El sector de la flor pierde 11,5 millones en la provincia de Alicante

La cancelación de eventos como Semana Santa y otros suponía que entre los meses de marzo y abril se concentrara el 75% de las ventas

El sector de la flor, planta ornamental y viveros de la provincia de Alicante registra pérdidas de alrededor de 11,5 millones de euros, al concentrar entre los meses de marzo y mayo el 75 % de las ventas anuales. Según un comunicado del sindicato agrario La Unió de Llauradors i Ramaders, en estos meses de primavera coinciden el mayor número de las fiestas (salvo la de Todos los Santos) como las Fallas, las procesiones de Semana Santa, las Hogueras o la llegada de la propia estación primaveral.

“El hecho de que los establecimientos de este tipo se encuentren cerrados en toda España y la cancelación de pedidos internacionales dejan en una situación alarmante a los productores con unos viveros repletos que deberán destruir”, han advertido desde La Unió. El sindicato ha señalado que “en países como Holanda o Alemania se ha considerado como un bien de primera necesidad” pero ha lamentado que “pero aquí no”.
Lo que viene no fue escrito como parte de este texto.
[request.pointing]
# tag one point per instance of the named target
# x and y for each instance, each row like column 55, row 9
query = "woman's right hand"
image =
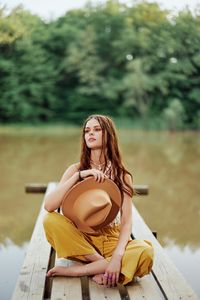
column 99, row 176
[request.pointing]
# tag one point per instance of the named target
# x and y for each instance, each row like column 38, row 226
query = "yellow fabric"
column 71, row 243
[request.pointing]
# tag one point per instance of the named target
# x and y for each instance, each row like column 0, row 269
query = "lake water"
column 168, row 162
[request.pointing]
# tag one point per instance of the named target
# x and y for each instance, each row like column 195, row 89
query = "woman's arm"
column 114, row 267
column 53, row 199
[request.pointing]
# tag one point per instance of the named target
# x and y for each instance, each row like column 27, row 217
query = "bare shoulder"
column 128, row 179
column 70, row 171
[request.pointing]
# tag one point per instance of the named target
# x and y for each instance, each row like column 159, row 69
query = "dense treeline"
column 137, row 62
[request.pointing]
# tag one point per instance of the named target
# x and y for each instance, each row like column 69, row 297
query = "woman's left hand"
column 111, row 275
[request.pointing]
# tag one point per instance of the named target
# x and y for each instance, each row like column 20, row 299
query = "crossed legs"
column 96, row 267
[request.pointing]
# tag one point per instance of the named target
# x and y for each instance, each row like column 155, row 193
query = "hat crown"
column 93, row 206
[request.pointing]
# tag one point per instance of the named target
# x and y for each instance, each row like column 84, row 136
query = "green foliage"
column 134, row 62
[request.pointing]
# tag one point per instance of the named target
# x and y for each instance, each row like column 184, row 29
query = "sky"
column 48, row 9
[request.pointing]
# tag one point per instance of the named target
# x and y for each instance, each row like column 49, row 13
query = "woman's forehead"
column 92, row 123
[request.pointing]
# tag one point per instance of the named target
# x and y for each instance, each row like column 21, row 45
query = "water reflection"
column 168, row 163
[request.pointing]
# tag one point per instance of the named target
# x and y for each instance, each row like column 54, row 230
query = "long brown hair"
column 110, row 151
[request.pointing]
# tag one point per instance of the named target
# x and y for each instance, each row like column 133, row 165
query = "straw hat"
column 91, row 205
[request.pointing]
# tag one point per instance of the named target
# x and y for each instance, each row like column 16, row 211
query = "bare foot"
column 57, row 271
column 98, row 278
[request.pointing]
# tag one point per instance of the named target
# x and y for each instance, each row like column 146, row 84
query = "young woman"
column 110, row 255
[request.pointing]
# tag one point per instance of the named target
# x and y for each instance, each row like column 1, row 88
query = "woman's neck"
column 96, row 157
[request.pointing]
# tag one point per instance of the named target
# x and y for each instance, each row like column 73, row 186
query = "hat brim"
column 88, row 184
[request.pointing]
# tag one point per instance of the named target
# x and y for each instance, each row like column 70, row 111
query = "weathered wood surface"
column 169, row 278
column 165, row 282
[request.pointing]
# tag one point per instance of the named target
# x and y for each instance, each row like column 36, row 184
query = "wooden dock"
column 164, row 282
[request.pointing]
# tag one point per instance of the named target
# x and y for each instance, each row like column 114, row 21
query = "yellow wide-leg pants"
column 69, row 242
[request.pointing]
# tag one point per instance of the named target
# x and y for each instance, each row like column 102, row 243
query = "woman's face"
column 93, row 134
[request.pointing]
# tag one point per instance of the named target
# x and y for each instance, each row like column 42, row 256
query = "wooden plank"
column 165, row 272
column 31, row 280
column 99, row 292
column 144, row 288
column 64, row 288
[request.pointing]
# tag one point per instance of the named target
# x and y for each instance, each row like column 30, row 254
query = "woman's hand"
column 98, row 175
column 111, row 275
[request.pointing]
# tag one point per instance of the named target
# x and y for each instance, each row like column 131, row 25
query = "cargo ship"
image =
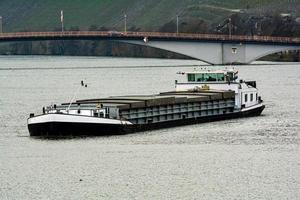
column 203, row 96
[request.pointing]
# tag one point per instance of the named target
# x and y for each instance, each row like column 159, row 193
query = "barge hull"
column 68, row 129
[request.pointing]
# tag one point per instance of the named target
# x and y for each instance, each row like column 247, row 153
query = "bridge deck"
column 23, row 36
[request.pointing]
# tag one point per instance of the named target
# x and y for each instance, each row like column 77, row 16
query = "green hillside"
column 147, row 15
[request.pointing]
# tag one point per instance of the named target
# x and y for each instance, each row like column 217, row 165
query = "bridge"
column 210, row 48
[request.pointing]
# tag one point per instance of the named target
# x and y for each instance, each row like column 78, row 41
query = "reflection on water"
column 251, row 158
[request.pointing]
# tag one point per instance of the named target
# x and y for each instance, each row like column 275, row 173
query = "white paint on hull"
column 74, row 119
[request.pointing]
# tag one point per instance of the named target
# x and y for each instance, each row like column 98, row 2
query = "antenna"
column 82, row 84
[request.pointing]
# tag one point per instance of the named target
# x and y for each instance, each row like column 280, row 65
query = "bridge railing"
column 159, row 35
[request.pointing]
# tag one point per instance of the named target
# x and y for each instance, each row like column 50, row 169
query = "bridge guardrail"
column 159, row 35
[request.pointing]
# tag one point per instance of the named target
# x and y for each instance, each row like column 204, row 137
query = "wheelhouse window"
column 191, row 78
column 206, row 77
column 246, row 98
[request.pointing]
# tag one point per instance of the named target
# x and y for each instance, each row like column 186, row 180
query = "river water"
column 251, row 158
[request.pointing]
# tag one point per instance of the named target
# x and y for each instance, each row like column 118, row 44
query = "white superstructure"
column 246, row 93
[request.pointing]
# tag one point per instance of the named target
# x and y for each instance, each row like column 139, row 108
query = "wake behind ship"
column 206, row 95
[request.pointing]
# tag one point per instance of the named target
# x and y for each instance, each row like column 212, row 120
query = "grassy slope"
column 146, row 14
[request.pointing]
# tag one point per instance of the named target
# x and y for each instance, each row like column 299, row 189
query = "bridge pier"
column 217, row 53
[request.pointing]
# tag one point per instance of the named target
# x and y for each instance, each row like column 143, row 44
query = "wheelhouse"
column 212, row 76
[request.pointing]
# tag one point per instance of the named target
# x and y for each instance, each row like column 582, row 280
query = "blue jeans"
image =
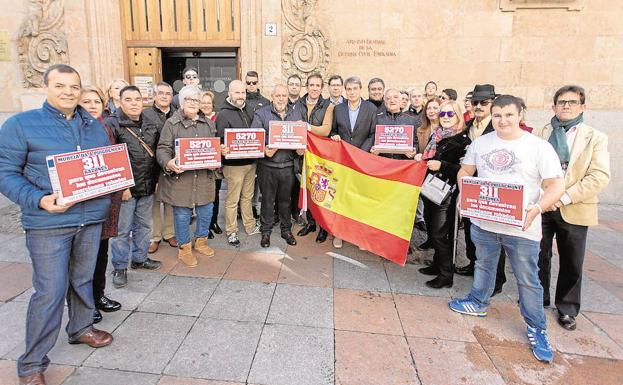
column 524, row 256
column 63, row 261
column 134, row 217
column 181, row 220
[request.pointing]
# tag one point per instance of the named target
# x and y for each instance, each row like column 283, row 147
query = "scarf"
column 439, row 135
column 558, row 138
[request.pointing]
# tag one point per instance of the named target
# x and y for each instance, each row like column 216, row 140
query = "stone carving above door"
column 41, row 43
column 306, row 48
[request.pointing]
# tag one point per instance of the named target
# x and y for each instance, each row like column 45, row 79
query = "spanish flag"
column 364, row 199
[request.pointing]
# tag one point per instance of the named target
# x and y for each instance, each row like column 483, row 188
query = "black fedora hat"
column 483, row 92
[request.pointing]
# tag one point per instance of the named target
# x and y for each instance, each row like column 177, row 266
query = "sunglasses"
column 450, row 114
column 483, row 103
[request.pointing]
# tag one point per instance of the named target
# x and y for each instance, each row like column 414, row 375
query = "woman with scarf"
column 443, row 155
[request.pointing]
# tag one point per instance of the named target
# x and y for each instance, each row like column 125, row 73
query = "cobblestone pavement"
column 300, row 316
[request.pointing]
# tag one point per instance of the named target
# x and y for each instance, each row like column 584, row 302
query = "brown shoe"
column 33, row 379
column 153, row 247
column 172, row 242
column 185, row 254
column 95, row 338
column 201, row 245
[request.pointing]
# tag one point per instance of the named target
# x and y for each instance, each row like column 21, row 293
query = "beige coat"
column 588, row 173
column 190, row 188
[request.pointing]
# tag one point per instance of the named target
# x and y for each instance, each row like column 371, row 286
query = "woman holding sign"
column 443, row 155
column 186, row 188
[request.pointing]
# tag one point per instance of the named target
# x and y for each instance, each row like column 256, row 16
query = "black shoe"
column 430, row 270
column 120, row 278
column 106, row 304
column 467, row 270
column 97, row 317
column 439, row 283
column 426, row 245
column 149, row 264
column 322, row 236
column 306, row 230
column 265, row 242
column 566, row 321
column 420, row 225
column 215, row 227
column 290, row 240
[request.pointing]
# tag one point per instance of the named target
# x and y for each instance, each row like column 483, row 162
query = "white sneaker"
column 337, row 243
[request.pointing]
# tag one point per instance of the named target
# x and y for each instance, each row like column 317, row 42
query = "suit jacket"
column 588, row 173
column 362, row 136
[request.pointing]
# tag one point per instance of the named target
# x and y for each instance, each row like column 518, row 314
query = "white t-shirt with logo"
column 526, row 160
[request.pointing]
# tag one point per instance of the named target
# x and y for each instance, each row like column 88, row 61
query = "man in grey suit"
column 354, row 122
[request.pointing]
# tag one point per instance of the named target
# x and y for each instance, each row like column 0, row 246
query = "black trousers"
column 440, row 221
column 99, row 275
column 275, row 185
column 470, row 251
column 216, row 200
column 571, row 243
El primer cálculo de las pérdidas directas que la crisis sanitaria del COVID-19 deja por el momento en el sector agropecuario de la provincia asciende en total a unos 22 millones de euros (casi 65 en el conjunto de la Comunitat Valenciana). Los sectores más perjudicados son aquellos cuyos principales clientes están en actividades declaradas como no esenciales.
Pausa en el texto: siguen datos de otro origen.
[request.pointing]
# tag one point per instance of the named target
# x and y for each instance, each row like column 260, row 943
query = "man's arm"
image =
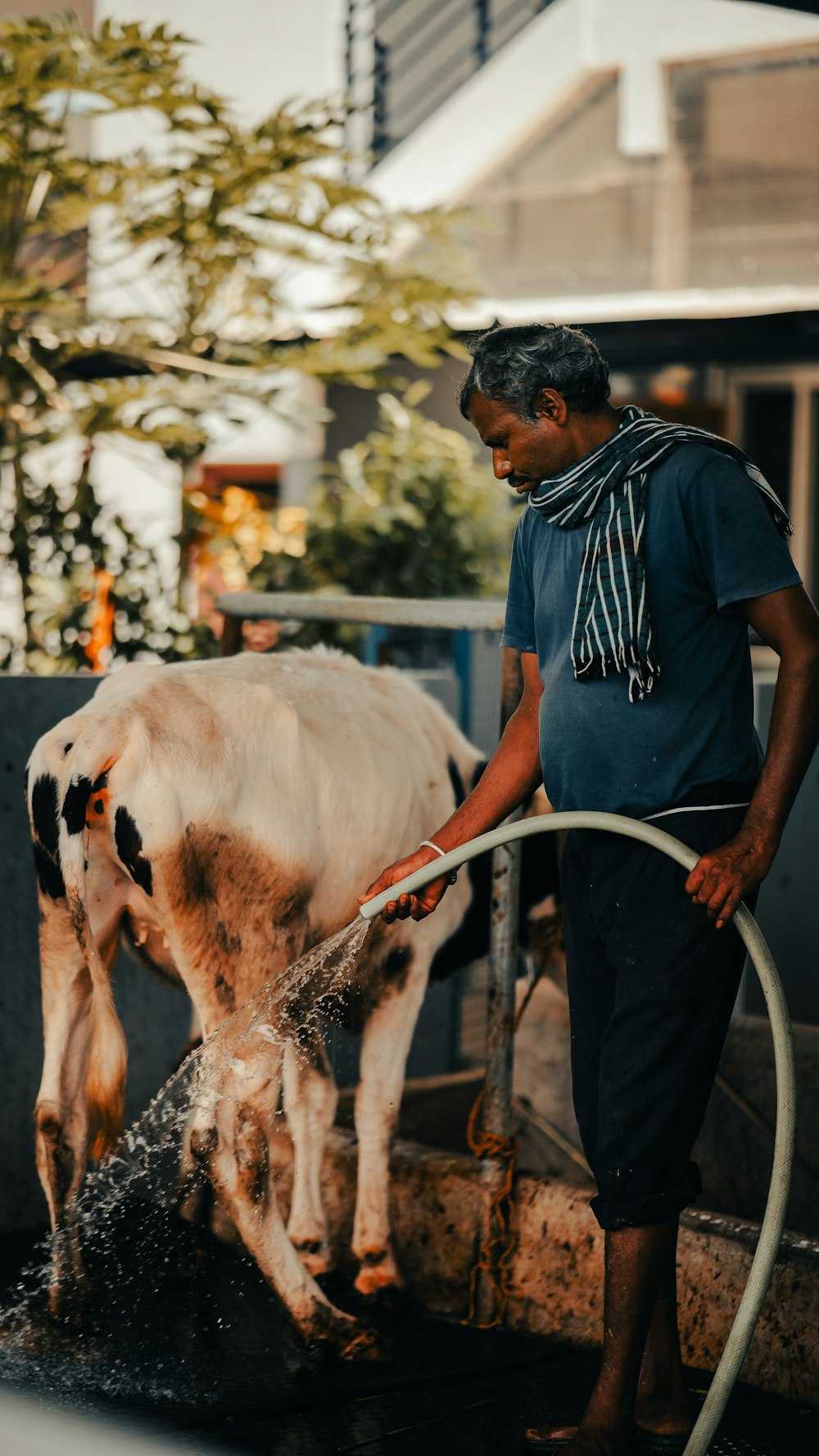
column 787, row 622
column 509, row 778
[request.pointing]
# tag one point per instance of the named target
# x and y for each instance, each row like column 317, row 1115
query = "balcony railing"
column 419, row 52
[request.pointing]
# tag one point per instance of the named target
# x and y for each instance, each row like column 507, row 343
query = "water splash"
column 123, row 1218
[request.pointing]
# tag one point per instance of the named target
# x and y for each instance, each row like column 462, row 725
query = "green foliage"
column 251, row 255
column 406, row 513
column 410, row 513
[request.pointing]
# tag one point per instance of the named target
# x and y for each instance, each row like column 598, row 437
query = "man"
column 645, row 552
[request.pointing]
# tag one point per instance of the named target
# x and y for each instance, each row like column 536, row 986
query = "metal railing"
column 414, row 65
column 448, row 615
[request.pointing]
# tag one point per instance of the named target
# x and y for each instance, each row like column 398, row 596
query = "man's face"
column 524, row 451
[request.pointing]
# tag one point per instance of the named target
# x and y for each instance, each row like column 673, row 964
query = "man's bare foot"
column 579, row 1440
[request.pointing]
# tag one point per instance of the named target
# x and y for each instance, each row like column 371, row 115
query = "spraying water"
column 134, row 1251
El problema ya no se da sólo con la producción actual y los ingresos que pueden perder sino en lo que tienen que plantar para el futuro con la incógnita de desconocer cuándo volverá todo a la normalidad.

Los productores de hortalizas de invierno (fundamentalmente alcachofa, coliflor y brócoli, aunque también otras) tendrán unas pérdidas estimadas unos 5,8 millones de euros en la provincia. Los daños se refieren a la producción perdida por no poder venderse, pero también a la industria que era una válvula de escape en algunos cultivos como la alcachofa y que funciona a medio gas.

De ahora en adelante

Todas aquellas personas que producían para el canal Horeca (hoteles, restaurantes y cafeterías), así como comedores o para los mercados no sedentarios, no tienen en estos momentos salida para sus producciones ante el cierre de los mismos y la cancelación de actos. La gran mayoría tiene como salida a esta situación destruir sus producciones en los campos.

El problema ya no se da sólo con la producción actual y los ingresos que pueden perder sino en lo que tienen que plantar para el futuro con la incógnita de desconocer cuándo volverá todo a la normalidad.

Subsectores ganaderos como el ovino-caprino o el vacuno son los principales damnificados por COVID-19 con pérdidas estimadas en función de los dos meses de confinamiento (marzo y abril) y también de su repercusión a lo largo de todo el año.

La venta de corderos, cabritos y carne de vacuno ha descendido de una forma alarmante y fuera del consumo de la restauración ante el cierre de restaurantes, en los hogares se decanta por otro tipo de carnes más baratas como el pollo o el cerdo.

La pandemia también afecta de forma considerable a los productores de ovino y caprino de leche, cuya producción iba destinada a la elaboración de quesos o yogures y que se han quedado sin salida comercial ante el cierre de restaurantes y mercados ambulantes. Al suspenderse todos los festejos taurinos, los ganaderos de vacuno de lidia se han quedado sin nada y con la incertidumbre de cuando volverá la normalidad.